As of 2026, SDAIA has not yet published a formal list of countries with adequate protection — meaning most cross-border transfers require either explicit SDAIA approval or a contractual mechanism (such as data transfer agreements incorporating SDAIA-approved standard clauses). This is a significant operational constraint for multinational enterprises and cloud-based service providers with data hosted outside the Kingdom.

Data Subject Rights

The PDPL grants Saudi residents the following data subject rights, which controllers must be operationally prepared to fulfil:

Right of Access

Data subjects may request confirmation of whether their data is being processed and receive a copy of the data. Controllers must respond within a defined period (set out in the implementing regulations — generally within 30 days).

Right to Correction and Erasure

Data subjects may request correction of inaccurate data and erasure of data that is no longer necessary for the original purpose of collection or where the legal basis for processing no longer exists.

Penalties and Enforcement

The PDPL establishes a tiered penalty regime. Processing personal data in violation of the PDPL is punishable by a fine of up to SAR 1 million (approx. USD 267,000). Violations involving sensitive personal data or cross-border transfer restrictions attract fines of up to SAR 5 million (approx. USD 1.33 million). Repeat violations may result in doubling of the applicable fine. SDAIA has enforcement powers including the right to conduct audits, demand information, and suspend data processing operations.
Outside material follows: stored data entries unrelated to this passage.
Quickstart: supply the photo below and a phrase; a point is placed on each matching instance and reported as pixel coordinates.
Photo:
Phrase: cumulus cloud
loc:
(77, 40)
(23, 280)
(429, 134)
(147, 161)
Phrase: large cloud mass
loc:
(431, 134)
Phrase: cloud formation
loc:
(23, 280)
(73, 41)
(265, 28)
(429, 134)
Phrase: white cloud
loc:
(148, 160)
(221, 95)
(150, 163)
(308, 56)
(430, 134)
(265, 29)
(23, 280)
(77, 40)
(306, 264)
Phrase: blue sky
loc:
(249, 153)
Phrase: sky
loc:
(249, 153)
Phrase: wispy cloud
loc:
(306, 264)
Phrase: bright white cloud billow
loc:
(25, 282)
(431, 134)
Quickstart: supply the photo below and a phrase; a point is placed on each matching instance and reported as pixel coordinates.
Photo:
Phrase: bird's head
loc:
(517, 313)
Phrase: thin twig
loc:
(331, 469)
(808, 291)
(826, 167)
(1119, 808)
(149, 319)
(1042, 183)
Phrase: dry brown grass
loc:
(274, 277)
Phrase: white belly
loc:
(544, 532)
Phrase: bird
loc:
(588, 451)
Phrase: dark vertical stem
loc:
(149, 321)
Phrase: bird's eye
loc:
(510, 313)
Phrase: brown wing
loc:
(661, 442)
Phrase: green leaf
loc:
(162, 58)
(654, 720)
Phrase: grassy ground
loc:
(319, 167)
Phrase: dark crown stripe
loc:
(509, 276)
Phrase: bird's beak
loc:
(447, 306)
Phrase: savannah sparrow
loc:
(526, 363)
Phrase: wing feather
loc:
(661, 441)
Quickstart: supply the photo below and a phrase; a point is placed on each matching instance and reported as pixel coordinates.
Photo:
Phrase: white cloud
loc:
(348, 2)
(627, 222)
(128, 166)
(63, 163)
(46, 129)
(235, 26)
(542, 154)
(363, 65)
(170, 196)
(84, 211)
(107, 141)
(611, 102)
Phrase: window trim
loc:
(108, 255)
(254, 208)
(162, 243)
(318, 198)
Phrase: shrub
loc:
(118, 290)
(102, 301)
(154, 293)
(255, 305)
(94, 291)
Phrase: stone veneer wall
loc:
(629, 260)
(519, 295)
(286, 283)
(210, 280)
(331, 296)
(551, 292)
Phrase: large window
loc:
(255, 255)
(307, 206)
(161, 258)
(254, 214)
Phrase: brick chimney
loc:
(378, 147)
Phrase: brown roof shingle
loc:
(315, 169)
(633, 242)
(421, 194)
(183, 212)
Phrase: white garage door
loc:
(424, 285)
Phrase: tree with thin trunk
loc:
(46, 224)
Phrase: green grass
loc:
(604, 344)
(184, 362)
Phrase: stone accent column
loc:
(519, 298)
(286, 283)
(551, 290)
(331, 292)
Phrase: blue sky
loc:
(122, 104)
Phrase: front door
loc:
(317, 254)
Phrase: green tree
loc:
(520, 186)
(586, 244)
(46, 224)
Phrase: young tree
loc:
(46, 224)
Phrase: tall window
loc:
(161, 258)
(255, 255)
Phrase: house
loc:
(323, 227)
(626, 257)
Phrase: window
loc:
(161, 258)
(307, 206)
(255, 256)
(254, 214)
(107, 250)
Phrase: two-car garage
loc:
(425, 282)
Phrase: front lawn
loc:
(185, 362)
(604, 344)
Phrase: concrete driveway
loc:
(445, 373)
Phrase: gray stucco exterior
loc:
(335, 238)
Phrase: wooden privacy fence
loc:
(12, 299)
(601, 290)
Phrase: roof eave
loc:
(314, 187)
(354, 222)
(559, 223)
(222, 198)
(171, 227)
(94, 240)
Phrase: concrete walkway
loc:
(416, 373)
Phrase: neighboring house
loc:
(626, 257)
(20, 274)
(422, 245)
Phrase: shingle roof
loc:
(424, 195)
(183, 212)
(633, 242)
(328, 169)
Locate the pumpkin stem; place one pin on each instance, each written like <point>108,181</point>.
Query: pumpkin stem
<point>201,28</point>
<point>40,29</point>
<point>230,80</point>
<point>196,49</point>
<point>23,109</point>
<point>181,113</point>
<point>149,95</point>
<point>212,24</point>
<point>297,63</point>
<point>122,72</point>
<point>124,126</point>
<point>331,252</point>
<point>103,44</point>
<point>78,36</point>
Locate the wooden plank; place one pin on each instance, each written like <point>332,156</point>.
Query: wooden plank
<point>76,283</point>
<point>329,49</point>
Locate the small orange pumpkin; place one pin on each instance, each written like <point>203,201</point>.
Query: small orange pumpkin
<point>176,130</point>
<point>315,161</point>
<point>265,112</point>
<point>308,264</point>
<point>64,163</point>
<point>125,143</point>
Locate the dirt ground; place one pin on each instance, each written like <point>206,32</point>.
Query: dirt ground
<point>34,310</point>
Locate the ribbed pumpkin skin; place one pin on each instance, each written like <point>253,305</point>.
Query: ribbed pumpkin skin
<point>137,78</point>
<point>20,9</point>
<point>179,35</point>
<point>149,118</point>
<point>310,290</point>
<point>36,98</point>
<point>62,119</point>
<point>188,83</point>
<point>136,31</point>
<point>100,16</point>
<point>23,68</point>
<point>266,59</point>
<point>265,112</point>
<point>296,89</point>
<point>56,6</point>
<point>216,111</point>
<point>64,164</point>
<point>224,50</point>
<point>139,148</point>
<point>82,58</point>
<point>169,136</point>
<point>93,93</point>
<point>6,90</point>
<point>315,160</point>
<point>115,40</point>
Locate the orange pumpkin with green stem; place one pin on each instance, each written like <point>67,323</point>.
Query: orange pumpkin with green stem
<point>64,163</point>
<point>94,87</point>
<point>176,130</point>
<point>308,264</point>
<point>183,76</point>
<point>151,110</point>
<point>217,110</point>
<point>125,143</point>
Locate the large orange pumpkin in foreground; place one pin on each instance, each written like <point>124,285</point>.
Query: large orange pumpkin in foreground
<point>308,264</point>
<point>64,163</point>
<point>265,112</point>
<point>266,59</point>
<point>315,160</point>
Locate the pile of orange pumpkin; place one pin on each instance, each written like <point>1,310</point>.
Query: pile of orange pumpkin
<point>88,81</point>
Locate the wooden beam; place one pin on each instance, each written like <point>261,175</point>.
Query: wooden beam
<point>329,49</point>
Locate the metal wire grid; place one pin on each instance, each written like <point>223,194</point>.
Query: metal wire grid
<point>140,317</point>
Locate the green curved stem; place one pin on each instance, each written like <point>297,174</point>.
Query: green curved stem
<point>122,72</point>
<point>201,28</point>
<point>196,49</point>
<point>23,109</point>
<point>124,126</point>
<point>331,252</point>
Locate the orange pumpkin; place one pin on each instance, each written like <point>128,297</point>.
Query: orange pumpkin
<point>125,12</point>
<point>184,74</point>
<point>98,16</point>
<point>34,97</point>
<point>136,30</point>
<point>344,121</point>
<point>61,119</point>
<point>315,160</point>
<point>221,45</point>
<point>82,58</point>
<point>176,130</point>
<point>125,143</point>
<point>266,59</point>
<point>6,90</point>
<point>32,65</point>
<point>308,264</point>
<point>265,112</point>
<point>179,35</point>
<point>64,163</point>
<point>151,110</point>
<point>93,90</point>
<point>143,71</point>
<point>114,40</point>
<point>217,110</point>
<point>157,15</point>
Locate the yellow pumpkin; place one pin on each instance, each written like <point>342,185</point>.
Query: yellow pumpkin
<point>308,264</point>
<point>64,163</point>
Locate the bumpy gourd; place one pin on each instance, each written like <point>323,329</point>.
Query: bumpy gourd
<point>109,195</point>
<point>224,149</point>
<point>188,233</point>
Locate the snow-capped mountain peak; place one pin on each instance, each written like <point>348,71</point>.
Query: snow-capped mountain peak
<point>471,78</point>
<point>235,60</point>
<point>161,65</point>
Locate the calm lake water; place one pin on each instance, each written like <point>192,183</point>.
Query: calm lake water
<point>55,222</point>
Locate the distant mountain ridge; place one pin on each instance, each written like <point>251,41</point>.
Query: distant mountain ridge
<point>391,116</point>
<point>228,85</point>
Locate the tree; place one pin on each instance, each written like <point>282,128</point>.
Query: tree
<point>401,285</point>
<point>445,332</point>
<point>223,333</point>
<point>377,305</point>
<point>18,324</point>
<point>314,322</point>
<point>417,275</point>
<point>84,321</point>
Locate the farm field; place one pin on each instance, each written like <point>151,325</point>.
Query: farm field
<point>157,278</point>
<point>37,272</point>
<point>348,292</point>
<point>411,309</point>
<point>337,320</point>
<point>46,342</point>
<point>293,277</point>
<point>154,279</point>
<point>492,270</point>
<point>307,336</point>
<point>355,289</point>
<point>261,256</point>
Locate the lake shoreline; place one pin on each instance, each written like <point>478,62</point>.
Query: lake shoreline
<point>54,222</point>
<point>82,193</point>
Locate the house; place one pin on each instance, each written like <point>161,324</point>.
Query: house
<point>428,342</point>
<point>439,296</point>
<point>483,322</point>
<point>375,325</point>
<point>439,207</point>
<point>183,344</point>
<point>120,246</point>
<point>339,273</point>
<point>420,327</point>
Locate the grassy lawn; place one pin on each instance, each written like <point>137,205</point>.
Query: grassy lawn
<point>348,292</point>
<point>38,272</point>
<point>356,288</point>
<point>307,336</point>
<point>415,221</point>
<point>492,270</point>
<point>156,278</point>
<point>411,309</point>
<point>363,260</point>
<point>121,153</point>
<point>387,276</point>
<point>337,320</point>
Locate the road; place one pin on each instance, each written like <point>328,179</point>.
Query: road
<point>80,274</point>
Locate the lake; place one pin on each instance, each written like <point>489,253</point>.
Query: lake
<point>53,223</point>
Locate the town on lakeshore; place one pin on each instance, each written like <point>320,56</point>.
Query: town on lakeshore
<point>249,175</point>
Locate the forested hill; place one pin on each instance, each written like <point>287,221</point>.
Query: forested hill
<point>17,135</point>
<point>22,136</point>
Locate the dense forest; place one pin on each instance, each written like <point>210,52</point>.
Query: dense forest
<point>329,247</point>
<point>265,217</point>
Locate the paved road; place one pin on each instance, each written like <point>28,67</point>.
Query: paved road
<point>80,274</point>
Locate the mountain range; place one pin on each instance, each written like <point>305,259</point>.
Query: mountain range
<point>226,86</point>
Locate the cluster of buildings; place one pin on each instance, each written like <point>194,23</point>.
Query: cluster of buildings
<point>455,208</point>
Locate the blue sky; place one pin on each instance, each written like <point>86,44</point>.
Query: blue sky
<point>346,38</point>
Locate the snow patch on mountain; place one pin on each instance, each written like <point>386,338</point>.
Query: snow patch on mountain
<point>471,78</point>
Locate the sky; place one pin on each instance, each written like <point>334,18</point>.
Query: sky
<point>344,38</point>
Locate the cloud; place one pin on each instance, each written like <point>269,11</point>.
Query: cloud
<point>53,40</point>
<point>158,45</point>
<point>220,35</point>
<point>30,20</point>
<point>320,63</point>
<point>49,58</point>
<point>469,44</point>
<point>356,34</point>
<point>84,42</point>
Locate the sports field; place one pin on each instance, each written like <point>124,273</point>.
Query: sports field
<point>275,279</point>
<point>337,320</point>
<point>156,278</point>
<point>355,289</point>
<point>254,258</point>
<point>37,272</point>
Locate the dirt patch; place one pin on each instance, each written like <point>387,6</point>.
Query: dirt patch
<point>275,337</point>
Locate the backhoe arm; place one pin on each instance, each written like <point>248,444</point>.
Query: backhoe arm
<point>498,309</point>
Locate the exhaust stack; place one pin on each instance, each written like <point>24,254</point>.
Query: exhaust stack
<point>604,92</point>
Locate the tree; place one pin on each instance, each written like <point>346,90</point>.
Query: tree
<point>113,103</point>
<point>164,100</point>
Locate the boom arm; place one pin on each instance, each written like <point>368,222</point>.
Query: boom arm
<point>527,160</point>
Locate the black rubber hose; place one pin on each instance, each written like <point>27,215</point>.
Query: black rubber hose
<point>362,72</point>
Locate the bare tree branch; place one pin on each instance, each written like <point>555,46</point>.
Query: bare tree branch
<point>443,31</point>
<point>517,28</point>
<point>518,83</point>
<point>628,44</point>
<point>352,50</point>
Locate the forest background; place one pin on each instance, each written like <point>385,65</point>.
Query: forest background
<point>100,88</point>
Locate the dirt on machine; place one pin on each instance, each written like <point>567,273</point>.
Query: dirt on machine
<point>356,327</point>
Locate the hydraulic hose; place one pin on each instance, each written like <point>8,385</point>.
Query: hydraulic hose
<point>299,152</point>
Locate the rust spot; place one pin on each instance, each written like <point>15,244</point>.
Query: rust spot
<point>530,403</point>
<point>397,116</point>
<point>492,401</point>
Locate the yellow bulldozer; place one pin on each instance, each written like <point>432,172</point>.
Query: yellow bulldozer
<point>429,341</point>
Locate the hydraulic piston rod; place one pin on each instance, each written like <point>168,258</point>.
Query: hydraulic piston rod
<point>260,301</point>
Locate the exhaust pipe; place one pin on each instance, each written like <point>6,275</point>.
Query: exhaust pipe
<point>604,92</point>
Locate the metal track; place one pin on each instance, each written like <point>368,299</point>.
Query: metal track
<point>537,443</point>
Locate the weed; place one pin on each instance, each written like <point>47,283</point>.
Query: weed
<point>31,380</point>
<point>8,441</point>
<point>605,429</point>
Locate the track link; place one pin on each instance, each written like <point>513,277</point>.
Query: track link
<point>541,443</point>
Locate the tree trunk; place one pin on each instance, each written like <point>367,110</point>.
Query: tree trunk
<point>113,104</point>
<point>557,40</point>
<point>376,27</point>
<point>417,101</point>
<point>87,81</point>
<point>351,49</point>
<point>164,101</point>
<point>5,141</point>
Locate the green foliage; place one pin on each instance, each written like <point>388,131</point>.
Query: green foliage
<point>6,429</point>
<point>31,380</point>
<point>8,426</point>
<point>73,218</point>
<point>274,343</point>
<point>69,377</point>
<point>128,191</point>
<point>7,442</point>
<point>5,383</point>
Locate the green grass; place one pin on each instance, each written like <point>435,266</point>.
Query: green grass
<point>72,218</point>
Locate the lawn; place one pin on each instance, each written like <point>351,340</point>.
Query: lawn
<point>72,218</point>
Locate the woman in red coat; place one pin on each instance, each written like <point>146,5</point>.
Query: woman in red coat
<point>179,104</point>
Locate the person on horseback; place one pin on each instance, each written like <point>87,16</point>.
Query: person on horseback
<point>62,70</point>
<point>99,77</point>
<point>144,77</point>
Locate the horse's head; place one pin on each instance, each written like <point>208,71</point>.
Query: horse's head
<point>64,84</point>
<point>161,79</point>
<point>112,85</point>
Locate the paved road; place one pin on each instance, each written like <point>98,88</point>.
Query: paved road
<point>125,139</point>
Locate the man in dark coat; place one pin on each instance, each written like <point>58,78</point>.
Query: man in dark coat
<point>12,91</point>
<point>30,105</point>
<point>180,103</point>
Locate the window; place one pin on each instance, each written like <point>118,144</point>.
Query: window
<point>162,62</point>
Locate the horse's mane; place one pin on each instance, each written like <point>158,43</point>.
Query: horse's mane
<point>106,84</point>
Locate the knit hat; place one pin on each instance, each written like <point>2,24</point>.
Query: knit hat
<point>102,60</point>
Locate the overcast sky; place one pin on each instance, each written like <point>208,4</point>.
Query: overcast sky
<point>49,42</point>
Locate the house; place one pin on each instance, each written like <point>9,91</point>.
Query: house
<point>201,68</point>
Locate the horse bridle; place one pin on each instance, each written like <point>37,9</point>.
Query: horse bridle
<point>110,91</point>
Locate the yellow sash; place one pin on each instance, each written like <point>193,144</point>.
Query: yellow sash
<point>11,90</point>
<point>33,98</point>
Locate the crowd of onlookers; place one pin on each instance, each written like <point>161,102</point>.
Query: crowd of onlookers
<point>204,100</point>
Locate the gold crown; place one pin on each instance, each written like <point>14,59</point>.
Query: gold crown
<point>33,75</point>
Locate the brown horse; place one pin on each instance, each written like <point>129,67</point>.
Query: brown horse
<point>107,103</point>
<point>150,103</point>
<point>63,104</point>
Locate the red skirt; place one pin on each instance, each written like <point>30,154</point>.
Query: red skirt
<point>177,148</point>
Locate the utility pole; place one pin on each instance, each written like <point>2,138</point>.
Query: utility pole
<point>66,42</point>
Practical Compliance Roadmap

Enterprises operating in Saudi Arabia should prioritise the following PDPL compliance actions:

• Conduct a data mapping exercise to identify all personal data processed, its lawful basis, and current cross-border transfer flows.
• Update privacy policies and consent mechanisms to comply with PDPL transparency requirements.
• Assess cross-border transfer arrangements — review cloud hosting locations and evaluate whether SDAIA approval or contractual safeguards are required.
• Establish a data subject rights management process capable of responding within regulatory timeframes.
• Implement a data breach response plan with 72-hour SDAIA notification capability.
• Review vendor contracts for data processing terms — PDPL requires appropriate contractual protections when engaging third-party processors.